With a long career in international aid and war zones behind him, former New Zealander of the Year David Shearer lasted just 20 months as Leader of the Opposition. Yesterday his successor made him shadow minister of foreign affairs.
1. What's the song you've played most on your guitar since standing down as Labour leader?
Steve Earle's Goodbye. It's a great song and I play it a lot anyway but it seemed appropriate. It's a love song, actually.
2. What's your best advice for David Cunliffe?
I wouldn't advise him. Every leader should follow their own path.
3. What did you learn most about yourself over the past 20 months?
That my own instincts were more reliable than any advice I received and I should have listened to them more. When you're in that role there are a lot of voices talking to you. I have a good feel for what most people in New Zealand think and a lot of the time I listened to other people rather than myself. You respect your colleagues, but I should have respected myself more.

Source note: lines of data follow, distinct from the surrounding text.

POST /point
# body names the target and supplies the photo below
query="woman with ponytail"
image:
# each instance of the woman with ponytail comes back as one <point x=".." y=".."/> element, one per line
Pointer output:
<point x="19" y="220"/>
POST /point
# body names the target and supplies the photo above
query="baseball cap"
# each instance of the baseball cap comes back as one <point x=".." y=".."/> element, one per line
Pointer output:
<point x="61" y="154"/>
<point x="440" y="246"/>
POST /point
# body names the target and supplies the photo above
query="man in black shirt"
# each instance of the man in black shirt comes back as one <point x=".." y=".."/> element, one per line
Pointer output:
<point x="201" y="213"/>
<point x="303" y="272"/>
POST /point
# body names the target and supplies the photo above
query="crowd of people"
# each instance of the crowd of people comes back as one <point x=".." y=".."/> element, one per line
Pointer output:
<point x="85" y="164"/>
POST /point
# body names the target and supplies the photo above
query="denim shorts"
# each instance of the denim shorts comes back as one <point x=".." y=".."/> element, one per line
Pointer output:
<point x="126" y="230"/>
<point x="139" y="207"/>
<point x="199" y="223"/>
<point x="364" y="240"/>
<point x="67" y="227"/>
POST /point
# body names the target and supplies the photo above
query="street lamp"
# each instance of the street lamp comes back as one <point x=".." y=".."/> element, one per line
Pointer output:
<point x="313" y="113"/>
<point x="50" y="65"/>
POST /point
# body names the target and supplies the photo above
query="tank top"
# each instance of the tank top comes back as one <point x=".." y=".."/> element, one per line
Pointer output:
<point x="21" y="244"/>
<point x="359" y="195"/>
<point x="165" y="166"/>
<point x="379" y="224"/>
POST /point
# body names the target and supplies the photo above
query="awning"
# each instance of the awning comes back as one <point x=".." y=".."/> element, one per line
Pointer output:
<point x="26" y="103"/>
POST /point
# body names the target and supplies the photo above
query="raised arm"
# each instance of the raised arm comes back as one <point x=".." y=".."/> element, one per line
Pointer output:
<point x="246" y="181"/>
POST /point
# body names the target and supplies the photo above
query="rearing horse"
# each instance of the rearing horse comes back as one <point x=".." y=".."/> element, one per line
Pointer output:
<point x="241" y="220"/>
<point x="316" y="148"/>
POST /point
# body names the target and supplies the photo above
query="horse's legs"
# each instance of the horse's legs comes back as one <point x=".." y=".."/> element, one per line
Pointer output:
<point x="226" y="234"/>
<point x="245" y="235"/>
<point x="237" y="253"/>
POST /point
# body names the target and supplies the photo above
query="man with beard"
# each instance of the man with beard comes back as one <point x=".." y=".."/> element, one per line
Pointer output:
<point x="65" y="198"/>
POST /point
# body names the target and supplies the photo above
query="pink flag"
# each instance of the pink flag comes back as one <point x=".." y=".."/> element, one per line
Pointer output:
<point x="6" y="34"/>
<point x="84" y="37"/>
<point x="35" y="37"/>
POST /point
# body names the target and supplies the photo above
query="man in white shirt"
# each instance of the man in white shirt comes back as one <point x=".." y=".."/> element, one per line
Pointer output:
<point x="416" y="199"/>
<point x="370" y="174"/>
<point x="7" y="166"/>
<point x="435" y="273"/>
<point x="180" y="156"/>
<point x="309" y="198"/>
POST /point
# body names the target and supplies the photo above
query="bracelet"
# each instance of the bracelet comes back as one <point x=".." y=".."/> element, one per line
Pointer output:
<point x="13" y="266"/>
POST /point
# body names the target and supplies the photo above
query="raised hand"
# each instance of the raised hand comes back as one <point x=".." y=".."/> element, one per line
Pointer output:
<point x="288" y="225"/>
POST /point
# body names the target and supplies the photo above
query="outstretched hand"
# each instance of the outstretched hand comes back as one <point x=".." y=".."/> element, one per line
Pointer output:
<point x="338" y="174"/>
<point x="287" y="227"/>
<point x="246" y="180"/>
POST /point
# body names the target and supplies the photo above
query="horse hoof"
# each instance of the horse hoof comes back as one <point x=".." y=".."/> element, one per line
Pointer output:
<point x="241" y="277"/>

4. How does Leader of the Opposition rank in the list of odious jobs?
Well, I've never had a kid come up to me and say "Hey, I want to be leader of the opposition when I grow up!" Its reputation as the worst job in politics is richly deserved.
5. What was your wife's reaction when you phoned to say you were stepping down?
I didn't phone. I flew home to tell her. She was relieved but she was also pretty angry. She's fiercely loyal and values that in others. I was a bit worried about my kids. My daughter said "oh good". She'd read something on the web that day and said "I know you're a politician but you're also a person with feelings". It was quite perceptive actually.
6. Afghanistan or Wellington?
Wellington, although it's probably safer in Afghanistan: you generally know which direction the bullets are coming from.
7. What's the most important lesson learned from your parents?
Honesty, integrity, compassion. The strength of the family I grew up in was the foundation for everything I've done since. I just wish everybody could have such a good start in life. I've always felt very secure in my own skin, probably because of that upbringing. Of course I look at situations and think I could have done that better or wish I hadn't done something, but it doesn't ever shake my core beliefs.
8. Do you pray?
I used to. I grew up going to church all my early life but when I was working overseas I got out of the habit.
When you're in situations in the Third World it does make you think about the bigger meaning of life, but on the other hand I have seen every major religion do some of the most horrific things.
My faith in religions was shaken. I haven't prayed in a while. Maybe I should start again!
9. You'd only been in Parliament for two years when you became Opposition Leader. Was that too early?
It wasn't a mistake but it certainly made it difficult not having the same experience behind you. My philosophy has always been you regret what you don't do, not what you do do. Most people were surprised when I put my hand up for the job.
When I got it, it was more difficult not having the connections or networks. Coming in now I would have been in a much better position.
10. Won't you be bored now, being shadow minister for foreign affairs and trade?
Foreign Affairs is an area that's been a big part of my life and I still want to make a difference. You have to readjust yourself, rethink where you are and look for the opportunities. When I lost out on the Whangarei nomination in 2002, I joined the UN and had a fantastic career with it. My dad always said that things turn out in the end and I think he was right.
11. What, in your opinion, is wrong with John Key?
I've got nothing personal against John Key, I just think he's out of touch with most New Zealanders.
12. What is it that the public still doesn't know about you?
That I'd have made a better Prime Minister than I was Leader of the Opposition.